Hey Paul how was the 38 F-5? How would you describe the sound of it-very curious as its been there a long time but like a ton of Retro's stuff I believe way overpriced in this market. "In 2011-12 I offered a price on the F-10 and she still sits, and it was a very good price!" The 5 looks barely played so it would need some serious playtime to probably set it off?

----------


## paul dirac

> Hey Paul how was the 38 F-5? How would you describe the sound of it-very curious as its been there a long time but like a ton of Retro's stuff I believe way overpriced in this market. "In 2011-12 I offered a price on the F-10 and she still sits, and it was a very good price!" The 5 looks barely played so it would need some serious playtime to probably set it off?


Hi William, Good to connect here (and thanks for the cloud tailpiece for my Jr. a while back!).

The '38 sounded solid, to my ears.  (I'm always hesitant to describe sound, as it's so subjective, my vocab. is unrefined, and it's so dependent on setup, strings, etc.) I didn't hear anything that would preclude the '38 from consideration and a longer testing session- I didn't play it for terribly long.  I'd leave it to others to speculate on the price.

I've played a few other Grand Artists before, and they've all been noteworthy.  This one was very even across the strings and neck, just perfect playability, and a very appealing, subtle tone.  That's about the best you'll get from me...

I'm embarrassed to say that I did not play the 10 (or the 7?).  My wife and daughter were doing the all-too-familiar couch sit/wait as I visited, and I've learned that I've got to plan my time wisely.  I also try and be respectful of the proprietor's need to have yet another mando-nut drooling over every fine piece in the store. (It's what caused me to abstain from playing the '92 Carlson Bill Monroe's varnish finish at Fretted Instrument Workshop in Amherst, MA a few days ago, though I did inspect it...).

As I mentioned earlier, I was taken by the '20 H4- not sure if it was the tone or maybe my mood, but I found that it was drawing out of me some droning E string lines that sounded just lovely...

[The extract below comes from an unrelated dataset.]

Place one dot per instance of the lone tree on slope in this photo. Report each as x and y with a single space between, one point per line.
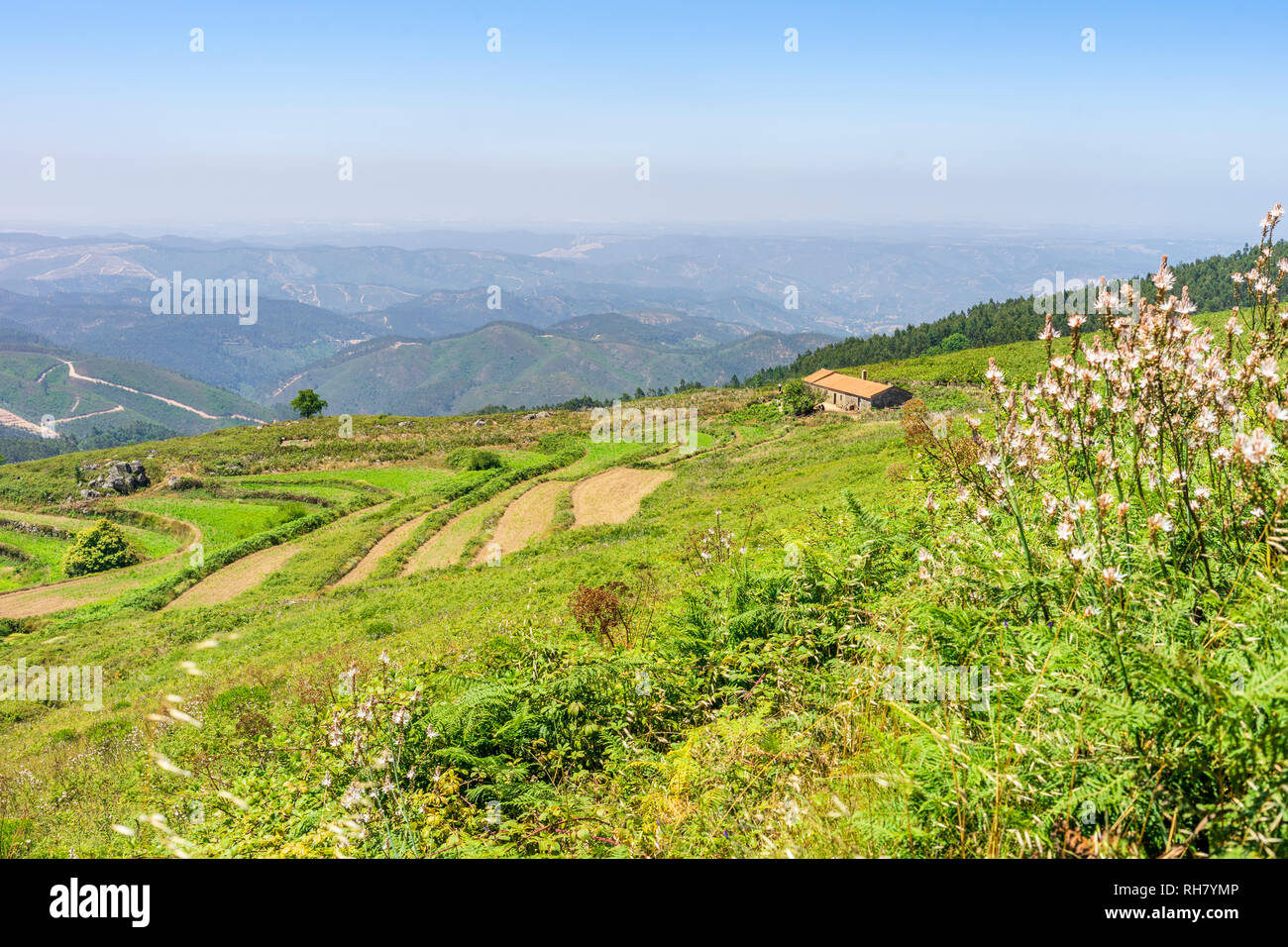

Anyway, highly recommend a visit to Retrofret, if you can!

----------

William Smith

----------


## William Smith

Oh yeah forgot about the cover, I try and help anyone locate parts and things for their mandolins if possible, that's pry why I have so many replies on adds etc...I reply and tell what I know to be helpful. Ah yes the couch/family wait-I get it! I'd love to go to Retrofret!

----------